Acoustic noise reduction
In this example, we will analyze the system that we control from the model and allows us to apply and filter the noise applied to the filter together with the acoustic signal.
We will use the LMS Filter block. It can implement an adaptive FIR filter using five different algorithms. The block evaluates the filter weights necessary to minimize the error.
The picture below shows the upper level of the model.
Here you can control the presence of noise in the signal, as well as filter parameters.:
- Step size,
- updating the filter weights,
- Reset the filter weights.
Now let's define auxiliary functions for working with this model.
Pkg.add(["WAV"])
# Подключение вспомогательной функции запуска модели.
function run_model( name_model)
Path = (@__DIR__) * "/" * name_model * ".engee"
if name_model in [m.name for m in engee.get_all_models()] # Проверка условия загрузки модели в ядро
model = engee.open( name_model ) # Открыть модель
model_output = engee.run( model, verbose=true ); # Запустить модель
else
model = engee.load( Path, force=true ) # Загрузить модель
model_output = engee.run( model, verbose=true ); # Запустить модель
engee.close( name_model, force=true ); # Закрыть модель
end
sleep(5)
return model_output
end
# Объявление функции аудиоплеера
using WAV;
using .EngeeDSP;
function audioplayer(patch, fs, Samples_per_audio_channel);
s = vcat((EngeeDSP.step(load_audio(), patch, Samples_per_audio_channel))...);
buf = IOBuffer();
wavwrite(s, buf; Fs=fs);
data = base64encode(unsafe_string(pointer(buf.data), buf.size));
display("text/html", """<audio controls="controls" {autoplay}>
<source src="data:audio/wav;base64,$data" type="audio/wav" />
Your browser does not support the audio element.
</audio>""");
return s
end
After declaring the functions, we will load coefficients for FIR filters used in the subsystem shown in the figure below from the variable file.
using FileIO
f1 = load((@__DIR__) * "/filter_values.jld2", "f1");
f2 = load((@__DIR__) * "/filter_values.jld2", "f2");
Now that we have added all the necessary variables to the workspace and described the auxiliary functions, let's move on to running the model and analyzing the data obtained.

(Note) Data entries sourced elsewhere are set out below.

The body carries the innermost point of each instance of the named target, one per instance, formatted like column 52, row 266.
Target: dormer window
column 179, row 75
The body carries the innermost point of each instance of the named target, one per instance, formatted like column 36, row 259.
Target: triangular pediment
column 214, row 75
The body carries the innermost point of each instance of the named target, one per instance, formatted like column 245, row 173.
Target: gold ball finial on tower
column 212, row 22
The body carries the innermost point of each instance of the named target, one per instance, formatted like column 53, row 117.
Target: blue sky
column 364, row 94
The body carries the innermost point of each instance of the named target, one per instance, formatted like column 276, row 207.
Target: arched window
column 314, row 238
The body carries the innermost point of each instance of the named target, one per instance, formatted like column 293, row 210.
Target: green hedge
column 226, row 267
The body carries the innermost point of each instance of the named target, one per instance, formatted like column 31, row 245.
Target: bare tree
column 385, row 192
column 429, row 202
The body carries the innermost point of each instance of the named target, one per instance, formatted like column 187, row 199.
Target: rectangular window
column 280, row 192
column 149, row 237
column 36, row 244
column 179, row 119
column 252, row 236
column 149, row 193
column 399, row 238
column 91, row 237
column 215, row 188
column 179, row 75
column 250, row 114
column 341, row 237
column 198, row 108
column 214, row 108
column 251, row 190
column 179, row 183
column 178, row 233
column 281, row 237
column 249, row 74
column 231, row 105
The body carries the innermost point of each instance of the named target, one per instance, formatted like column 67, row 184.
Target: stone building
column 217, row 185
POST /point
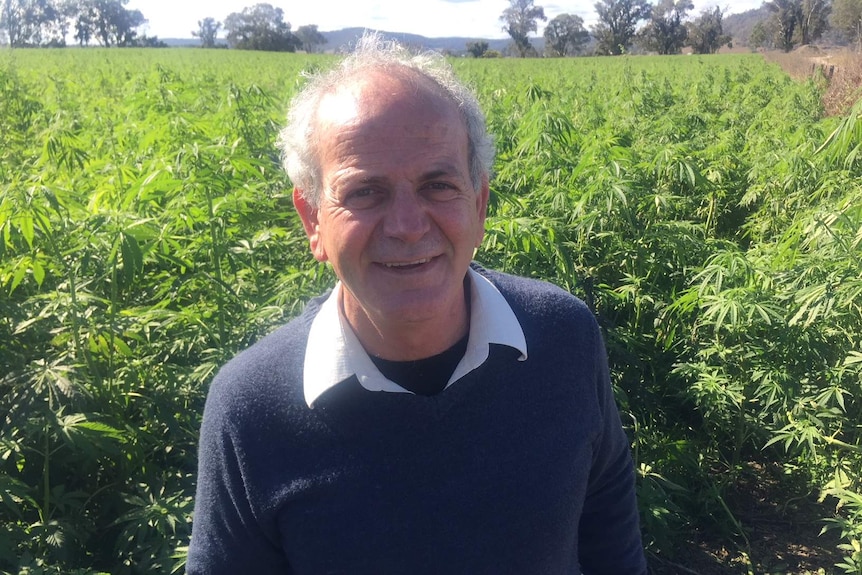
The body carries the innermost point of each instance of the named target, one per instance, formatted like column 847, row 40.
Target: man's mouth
column 407, row 265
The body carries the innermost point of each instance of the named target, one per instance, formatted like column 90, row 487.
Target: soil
column 782, row 524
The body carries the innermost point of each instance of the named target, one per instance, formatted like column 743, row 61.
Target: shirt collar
column 333, row 352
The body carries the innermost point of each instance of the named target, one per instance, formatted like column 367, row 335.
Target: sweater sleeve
column 610, row 539
column 227, row 537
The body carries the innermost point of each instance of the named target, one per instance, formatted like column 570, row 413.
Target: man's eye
column 363, row 198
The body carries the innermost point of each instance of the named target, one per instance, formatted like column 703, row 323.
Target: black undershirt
column 424, row 376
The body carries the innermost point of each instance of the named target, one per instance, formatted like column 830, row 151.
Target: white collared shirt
column 334, row 353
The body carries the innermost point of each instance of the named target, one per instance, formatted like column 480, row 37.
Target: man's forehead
column 377, row 92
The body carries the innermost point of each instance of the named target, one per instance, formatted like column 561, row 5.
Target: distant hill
column 739, row 26
column 338, row 40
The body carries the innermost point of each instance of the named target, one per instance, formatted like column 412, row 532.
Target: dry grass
column 839, row 69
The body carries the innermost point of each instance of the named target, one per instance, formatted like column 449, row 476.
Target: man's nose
column 406, row 217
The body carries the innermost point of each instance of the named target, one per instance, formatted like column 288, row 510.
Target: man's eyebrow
column 445, row 170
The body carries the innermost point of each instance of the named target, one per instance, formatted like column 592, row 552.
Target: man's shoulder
column 274, row 361
column 532, row 295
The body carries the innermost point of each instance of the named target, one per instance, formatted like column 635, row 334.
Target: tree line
column 666, row 27
column 26, row 23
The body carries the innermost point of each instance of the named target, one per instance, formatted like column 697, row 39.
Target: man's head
column 393, row 195
column 299, row 140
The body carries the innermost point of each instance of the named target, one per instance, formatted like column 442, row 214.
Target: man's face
column 399, row 217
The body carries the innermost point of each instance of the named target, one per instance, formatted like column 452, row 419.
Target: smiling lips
column 396, row 265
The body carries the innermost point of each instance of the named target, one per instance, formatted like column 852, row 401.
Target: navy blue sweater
column 519, row 467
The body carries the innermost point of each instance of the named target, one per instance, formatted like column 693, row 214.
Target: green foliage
column 702, row 207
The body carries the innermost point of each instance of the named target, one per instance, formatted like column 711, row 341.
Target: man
column 427, row 415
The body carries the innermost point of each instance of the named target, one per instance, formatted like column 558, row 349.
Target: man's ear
column 310, row 222
column 482, row 196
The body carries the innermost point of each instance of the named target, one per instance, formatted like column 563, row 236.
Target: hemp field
column 704, row 207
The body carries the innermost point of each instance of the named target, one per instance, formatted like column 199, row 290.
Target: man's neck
column 396, row 340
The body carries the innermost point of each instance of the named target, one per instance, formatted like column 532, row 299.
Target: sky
column 430, row 18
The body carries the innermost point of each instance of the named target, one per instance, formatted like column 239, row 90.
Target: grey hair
column 298, row 139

run_model("AcousticNoiseCanceler") # Запуск модели.
Now let's turn to the audio player function we described earlier and play back two signals – the original one and the one recorded after filtering.
inp = audioplayer("$(@__DIR__)/dspafxf_8000.wav", 8000, 256);
out = audioplayer("$(@__DIR__)/output.wav", 8000*40, 256);
On the recording, you can hear that after filtering, the sound became clearer than before.
using FFTW
fs = 100
gr()
plot(fftfreq(length(inp[1:2000]), fs), abs.(fft(inp[1:2000])./length(inp[1:2000])),
xguide="Frequency / Hz", yguide="Magnitude")

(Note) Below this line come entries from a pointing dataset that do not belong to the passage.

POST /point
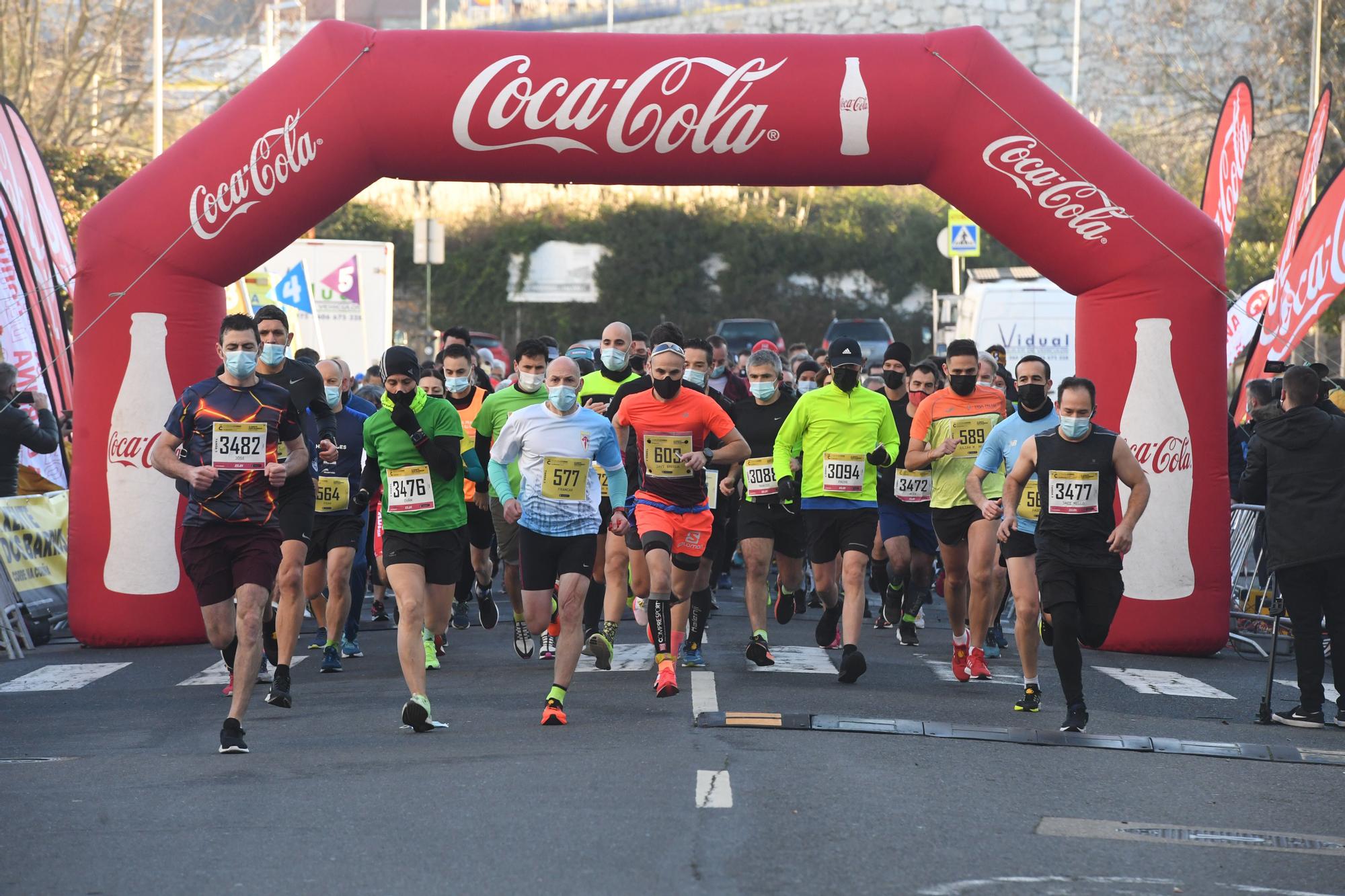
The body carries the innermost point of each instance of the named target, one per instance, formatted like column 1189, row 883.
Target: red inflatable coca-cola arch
column 953, row 111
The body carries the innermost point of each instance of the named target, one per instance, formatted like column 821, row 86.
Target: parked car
column 874, row 335
column 744, row 333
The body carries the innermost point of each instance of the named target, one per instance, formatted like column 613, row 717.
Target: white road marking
column 798, row 659
column 704, row 697
column 714, row 790
column 217, row 674
column 1156, row 681
column 1332, row 694
column 61, row 677
column 625, row 658
column 944, row 669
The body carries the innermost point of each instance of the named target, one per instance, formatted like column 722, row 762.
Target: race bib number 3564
column 410, row 489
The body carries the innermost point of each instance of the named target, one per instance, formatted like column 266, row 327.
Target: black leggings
column 1312, row 591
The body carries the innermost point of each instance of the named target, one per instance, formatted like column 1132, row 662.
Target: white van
column 1024, row 313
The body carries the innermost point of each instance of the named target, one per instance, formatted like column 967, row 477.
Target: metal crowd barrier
column 1254, row 598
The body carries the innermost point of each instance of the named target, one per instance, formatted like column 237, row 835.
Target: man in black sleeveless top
column 1079, row 542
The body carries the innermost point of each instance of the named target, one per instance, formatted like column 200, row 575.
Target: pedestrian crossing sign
column 964, row 236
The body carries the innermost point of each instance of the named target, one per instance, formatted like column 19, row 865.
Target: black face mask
column 845, row 378
column 1032, row 396
column 668, row 388
column 962, row 384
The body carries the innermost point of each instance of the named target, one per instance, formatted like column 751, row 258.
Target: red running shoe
column 977, row 665
column 960, row 662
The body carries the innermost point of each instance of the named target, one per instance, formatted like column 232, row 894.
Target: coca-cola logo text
column 726, row 124
column 1081, row 204
column 1168, row 455
column 131, row 451
column 268, row 167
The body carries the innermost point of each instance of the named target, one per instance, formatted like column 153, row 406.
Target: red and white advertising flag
column 1229, row 159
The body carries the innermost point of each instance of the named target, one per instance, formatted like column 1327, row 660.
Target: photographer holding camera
column 1296, row 467
column 18, row 430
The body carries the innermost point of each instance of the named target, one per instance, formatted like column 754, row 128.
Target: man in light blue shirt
column 560, row 448
column 1036, row 413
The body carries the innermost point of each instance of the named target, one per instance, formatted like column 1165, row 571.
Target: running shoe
column 232, row 737
column 785, row 607
column 523, row 641
column 1301, row 717
column 270, row 646
column 827, row 630
column 488, row 612
column 666, row 684
column 602, row 650
column 332, row 659
column 1031, row 701
column 977, row 665
column 852, row 666
column 907, row 634
column 960, row 662
column 1077, row 719
column 759, row 651
column 553, row 713
column 416, row 713
column 279, row 693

plot!(fftfreq(length(out[1:2000]), fs), abs.(fft(out[1:2000])./length(out[1:2000])),
xguide="Frequency / Hz", yguide="Magnitude")
It is noticeable that the spectrum is different. The reason for the difference is that the filter significantly changes the frequency characteristics of the signal.
Let's perform an explicit comparison of the input and output data.
gr()
plot(inp[500:1000]-out[500:1000])
Also, when subtracting the input signal, we see significant differences in the data.
Conclusion
We have learned how to set up an acoustic noise canceller and how to change its parameters. With this model, you can do a large number of experiments by changing the filter settings and superimposed noise.